Posted on 03/16/2006 1:24:30 PM PST by NYer

Vatican City, Mar. 16, 2006 (CNA) - Today, the Vatican released a letter sent by Pope Benedict XVI to Cardinal Lubomyr Husar, major Archbishop of Lviv of the Ukrainians, recalling the forced fusion of Catholics into the Orthodox Church by the communist Soviet government in 1946.

The Pope’s message served to mark what he called "the sad events to which the cathedral of St. George at Leopoli was witness, in March of sixty years ago."

In the letter, which was dated February 22nd, the Feast of the Chair of St. Peter, the Holy Father recalled the infamous March 1946 date, during which "a group of prelates meeting in a pseudo-synod which took upon itself the right to represent the Church, made a serious attack against ecclesial unity.”

“Violence against those who remained faithful to the Bishop of Rome intensified,” he wrote, “giving rise to further suffering and forcing the Church to descend once again to the catacombs."

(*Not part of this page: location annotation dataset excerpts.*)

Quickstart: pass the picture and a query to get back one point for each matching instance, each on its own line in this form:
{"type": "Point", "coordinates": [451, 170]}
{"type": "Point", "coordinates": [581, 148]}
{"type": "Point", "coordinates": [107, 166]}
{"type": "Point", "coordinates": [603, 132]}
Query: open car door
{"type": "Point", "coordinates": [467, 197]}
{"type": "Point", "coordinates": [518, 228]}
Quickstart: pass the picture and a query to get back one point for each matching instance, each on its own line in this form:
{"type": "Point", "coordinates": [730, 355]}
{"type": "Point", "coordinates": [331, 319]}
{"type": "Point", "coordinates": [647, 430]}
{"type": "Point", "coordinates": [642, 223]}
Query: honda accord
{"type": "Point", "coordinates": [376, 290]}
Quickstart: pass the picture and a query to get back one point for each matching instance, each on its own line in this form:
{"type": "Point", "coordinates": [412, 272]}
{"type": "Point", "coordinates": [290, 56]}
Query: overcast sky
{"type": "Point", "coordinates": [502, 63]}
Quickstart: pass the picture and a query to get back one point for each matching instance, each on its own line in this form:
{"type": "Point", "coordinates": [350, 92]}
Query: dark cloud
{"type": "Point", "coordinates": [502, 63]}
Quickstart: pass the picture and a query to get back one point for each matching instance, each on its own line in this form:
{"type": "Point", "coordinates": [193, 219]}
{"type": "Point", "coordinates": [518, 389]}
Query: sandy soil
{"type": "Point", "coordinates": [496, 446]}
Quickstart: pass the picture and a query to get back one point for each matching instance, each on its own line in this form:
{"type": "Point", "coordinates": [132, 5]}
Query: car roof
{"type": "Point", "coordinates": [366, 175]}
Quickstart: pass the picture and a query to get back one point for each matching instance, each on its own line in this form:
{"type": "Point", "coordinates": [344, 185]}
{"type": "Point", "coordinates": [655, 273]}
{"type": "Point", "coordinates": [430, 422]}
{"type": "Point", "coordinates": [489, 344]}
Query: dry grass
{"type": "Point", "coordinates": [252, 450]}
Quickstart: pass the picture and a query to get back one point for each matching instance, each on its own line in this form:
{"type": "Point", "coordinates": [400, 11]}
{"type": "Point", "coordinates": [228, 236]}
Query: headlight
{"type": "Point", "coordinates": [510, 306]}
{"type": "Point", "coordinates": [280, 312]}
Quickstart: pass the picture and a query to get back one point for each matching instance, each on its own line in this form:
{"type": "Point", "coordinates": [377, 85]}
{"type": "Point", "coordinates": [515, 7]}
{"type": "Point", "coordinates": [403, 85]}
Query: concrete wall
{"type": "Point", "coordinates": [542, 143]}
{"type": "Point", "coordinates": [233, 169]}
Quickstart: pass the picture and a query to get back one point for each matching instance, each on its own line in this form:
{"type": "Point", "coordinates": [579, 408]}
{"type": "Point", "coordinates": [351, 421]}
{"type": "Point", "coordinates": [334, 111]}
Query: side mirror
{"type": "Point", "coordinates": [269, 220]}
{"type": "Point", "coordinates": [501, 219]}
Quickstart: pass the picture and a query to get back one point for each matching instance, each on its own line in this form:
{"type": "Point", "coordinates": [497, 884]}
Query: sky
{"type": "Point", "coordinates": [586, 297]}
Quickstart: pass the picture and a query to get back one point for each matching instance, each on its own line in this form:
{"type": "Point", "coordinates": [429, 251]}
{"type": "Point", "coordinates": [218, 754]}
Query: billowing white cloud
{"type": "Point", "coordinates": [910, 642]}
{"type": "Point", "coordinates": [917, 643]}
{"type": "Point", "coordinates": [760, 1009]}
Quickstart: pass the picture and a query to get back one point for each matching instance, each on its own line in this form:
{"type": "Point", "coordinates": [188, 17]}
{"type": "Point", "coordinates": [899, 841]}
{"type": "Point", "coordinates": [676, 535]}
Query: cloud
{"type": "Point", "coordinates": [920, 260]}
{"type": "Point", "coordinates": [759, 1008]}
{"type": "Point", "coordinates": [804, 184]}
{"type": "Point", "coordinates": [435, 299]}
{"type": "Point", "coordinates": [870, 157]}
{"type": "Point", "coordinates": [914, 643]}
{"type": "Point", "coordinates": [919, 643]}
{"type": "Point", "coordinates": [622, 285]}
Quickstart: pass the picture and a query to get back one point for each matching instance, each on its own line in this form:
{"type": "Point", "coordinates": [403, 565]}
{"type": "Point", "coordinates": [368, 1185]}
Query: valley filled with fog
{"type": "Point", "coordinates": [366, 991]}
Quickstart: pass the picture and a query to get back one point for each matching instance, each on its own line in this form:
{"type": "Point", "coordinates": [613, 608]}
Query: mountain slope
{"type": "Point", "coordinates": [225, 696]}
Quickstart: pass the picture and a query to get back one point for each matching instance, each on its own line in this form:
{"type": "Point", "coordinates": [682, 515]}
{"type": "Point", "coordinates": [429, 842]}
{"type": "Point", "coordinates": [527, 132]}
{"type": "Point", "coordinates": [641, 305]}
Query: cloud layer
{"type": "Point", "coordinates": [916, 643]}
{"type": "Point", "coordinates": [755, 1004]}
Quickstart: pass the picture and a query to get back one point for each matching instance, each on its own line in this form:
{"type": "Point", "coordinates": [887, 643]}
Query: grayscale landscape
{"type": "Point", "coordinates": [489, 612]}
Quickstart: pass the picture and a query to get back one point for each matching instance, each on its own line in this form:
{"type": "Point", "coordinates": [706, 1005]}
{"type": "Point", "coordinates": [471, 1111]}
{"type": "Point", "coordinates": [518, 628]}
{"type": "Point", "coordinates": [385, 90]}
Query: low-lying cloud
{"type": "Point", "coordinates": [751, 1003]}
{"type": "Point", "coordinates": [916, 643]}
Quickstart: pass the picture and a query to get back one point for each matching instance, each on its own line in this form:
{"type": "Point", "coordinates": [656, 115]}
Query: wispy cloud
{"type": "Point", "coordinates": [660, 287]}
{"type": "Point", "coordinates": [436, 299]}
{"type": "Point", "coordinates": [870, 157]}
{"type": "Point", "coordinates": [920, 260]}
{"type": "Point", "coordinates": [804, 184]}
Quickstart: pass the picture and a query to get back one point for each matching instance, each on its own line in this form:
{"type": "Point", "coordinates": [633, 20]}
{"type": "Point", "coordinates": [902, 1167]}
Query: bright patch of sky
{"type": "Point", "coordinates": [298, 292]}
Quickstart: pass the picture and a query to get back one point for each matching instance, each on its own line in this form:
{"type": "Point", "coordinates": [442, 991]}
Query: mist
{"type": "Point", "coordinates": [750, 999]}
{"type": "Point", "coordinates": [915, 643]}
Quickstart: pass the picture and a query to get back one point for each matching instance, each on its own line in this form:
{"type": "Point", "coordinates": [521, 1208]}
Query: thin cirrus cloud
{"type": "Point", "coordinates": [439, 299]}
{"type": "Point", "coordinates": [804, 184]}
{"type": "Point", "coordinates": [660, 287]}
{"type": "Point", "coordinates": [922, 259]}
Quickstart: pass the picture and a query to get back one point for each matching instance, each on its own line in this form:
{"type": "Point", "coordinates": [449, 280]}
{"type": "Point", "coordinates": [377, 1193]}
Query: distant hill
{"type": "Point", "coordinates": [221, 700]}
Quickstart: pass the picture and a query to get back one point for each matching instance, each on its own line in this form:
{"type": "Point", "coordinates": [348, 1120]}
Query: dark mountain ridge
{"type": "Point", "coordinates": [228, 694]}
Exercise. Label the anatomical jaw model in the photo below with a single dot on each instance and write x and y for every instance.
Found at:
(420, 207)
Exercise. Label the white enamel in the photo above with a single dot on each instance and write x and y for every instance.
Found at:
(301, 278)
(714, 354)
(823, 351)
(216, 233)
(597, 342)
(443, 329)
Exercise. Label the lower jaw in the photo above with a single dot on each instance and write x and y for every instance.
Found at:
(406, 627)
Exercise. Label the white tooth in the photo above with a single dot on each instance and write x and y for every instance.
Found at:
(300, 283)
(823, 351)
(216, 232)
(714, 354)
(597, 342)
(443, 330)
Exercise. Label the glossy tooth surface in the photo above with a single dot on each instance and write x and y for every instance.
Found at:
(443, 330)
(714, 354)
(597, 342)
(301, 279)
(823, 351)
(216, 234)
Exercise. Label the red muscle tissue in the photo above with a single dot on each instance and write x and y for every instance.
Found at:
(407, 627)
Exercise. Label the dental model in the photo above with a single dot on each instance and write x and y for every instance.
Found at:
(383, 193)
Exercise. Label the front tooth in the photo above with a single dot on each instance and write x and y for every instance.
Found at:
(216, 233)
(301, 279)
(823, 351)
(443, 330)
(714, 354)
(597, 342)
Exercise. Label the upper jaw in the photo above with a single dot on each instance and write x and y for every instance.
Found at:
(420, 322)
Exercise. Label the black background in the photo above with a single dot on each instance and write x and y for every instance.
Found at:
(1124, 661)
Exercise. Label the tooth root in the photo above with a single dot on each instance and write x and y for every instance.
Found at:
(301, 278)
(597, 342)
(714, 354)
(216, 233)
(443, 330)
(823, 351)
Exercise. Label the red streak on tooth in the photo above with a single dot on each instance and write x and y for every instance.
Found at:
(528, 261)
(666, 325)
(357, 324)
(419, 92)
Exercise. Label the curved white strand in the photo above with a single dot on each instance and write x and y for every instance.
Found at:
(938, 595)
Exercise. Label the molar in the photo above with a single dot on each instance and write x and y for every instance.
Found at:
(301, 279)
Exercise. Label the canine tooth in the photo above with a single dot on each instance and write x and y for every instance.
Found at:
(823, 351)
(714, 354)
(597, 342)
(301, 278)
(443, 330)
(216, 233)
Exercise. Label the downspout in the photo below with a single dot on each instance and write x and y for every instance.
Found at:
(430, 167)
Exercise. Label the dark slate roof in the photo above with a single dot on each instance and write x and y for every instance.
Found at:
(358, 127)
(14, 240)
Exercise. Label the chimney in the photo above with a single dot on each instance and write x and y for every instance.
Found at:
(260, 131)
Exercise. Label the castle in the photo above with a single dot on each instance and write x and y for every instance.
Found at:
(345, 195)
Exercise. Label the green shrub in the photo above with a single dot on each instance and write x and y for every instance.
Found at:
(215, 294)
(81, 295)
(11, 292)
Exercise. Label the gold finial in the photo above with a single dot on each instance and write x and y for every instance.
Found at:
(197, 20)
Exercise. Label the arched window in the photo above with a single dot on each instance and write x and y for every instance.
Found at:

Despite this, the Pope expressed his thanks to God that "the Greek-Catholic Church did not disappear but continued to bear her own witness to the unity, sanctity catholicity and apostolicity of the Church of Christ."

The pontiff expressed hope that the anniversary would stimulate the Greek-Catholic community in Ukraine "to strengthen its intimate and committed bond with Peter's Successor."

He likewise emphasized how, "in the patient daily journey of faith, in communion with the successors of the Apostles, ... the Ukrainian Catholic community has managed to uphold Sacred Tradition in its integrity."

"In order”, the Pope went on, “for this precious heritage of 'Paradosis' (or Tradition) to survive in all its richness, it is important to guarantee the presence of the two great currents of the one Tradition - the Latin current and the Orthodox current.”

Each, he said, contains “the multiplicity of historical characteristics that the Ukraine has been able to express."

Benedict closed the letter by calling to mind what he called "the dual mission entrusted to the Greek-Catholic Church in full communion with Peter.”

“On the one hand,” he wrote, “her task is to ensure the oriental tradition remains visible in the Catholic Church, on the other, to favor the encounter of the traditions, bearing witness not only to their compatibility, but also to their profound unity in diversity."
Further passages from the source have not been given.